NEXT week’s national Census will collect data on Australia’s population to show how much change has occurred in the past five years.
The 2011 Census saw significant growth in suburbs such as Jindalee (813.8 per cent), Yanchep (71.1 per cent), Clarkson (65 per cent) and Ellenbrook (55.4 per cent) from the 2006 count.
Run by the Australian Bureau of Statistics (ABS), previous counts found Jindalee had 145 people living in 52 dwellings in 2006 and that grew seven-fold to 1180 people in 401 homes in 2011.
Yanchep’s population grew from 2482 people in 1194 dwellings in 2006 to 4247 people in 1878 dwellings in 2011.
In Clarkson, the population grew from 7082 people in 2623 dwellings to 11,687 people in 4462 dwellings over the five-year period.
Ellenbrook saw the population increase from 10,477 people in 3676 dwellings to 16,284 people in 5888 dwellings.
The Census WA director David Waymouth said the August 9 count would help the ABS understand what changes there have been in the past five years.
“We know that there has been a lot of change in WA in general; Census is the opportunity to document that,” he said.
“It’s about providing that snapshot in that point in time.
“It’s always done on the same night; that allows comparing apples with apples.”
While the forms have shifted online, Mr Waymouth said they would have the “same questions as last time with some minor fine-tuning”.
He said recording the change helped organisations, including government, plan for infrastructure to meet the needs of the population.
Mr Waymouth said households should receive letters advising them to do the Census online this week, although those who could not do it online could request paper forms.
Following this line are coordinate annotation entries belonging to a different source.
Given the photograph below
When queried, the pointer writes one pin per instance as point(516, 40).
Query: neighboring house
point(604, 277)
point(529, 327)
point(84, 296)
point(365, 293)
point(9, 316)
He said the process would allow them to “know which houses have responded pretty quickly” and WA’s 3000 field officers could follow up with those that had not after the August 9 Census night.
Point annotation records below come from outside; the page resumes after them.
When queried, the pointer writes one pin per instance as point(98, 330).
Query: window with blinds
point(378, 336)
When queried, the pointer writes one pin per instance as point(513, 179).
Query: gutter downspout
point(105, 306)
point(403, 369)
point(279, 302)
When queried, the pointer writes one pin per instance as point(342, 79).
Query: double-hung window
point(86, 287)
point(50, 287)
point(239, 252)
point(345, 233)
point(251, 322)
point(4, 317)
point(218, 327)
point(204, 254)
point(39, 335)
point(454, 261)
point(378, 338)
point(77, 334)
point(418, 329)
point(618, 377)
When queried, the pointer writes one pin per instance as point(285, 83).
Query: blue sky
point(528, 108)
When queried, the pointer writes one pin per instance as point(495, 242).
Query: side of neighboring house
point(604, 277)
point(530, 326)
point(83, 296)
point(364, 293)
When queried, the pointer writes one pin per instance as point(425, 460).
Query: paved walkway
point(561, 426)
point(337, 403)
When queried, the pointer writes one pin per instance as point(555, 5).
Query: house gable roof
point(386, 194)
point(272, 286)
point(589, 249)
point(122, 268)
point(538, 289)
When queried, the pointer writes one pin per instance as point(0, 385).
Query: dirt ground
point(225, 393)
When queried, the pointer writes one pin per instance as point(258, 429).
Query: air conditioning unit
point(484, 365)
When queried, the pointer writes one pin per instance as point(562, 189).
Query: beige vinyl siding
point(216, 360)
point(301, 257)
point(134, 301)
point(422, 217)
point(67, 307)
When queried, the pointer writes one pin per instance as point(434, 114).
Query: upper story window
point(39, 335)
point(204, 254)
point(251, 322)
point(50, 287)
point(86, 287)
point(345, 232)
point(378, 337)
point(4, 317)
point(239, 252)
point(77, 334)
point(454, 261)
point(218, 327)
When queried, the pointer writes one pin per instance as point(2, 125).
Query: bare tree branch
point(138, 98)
While the forms are all in English, Mr Waymouth said they had worked with community groups to offer workshops to people who spoke other languages, and those doing it online would be able to use translators if needed.
He said the online forms offered prompts and assistance to help people complete it, and it was important for people to do the Census wherever they were on the night.
“It’s not just that it’s more efficient but it’s easier for end users as well,” he said.
Mr Waymouth said they were working with support agencies to locate people “sleeping rough” and would collect data from them on shorter forms.
The ABS expects to release the first results of the 2016 Census in April or May 2017.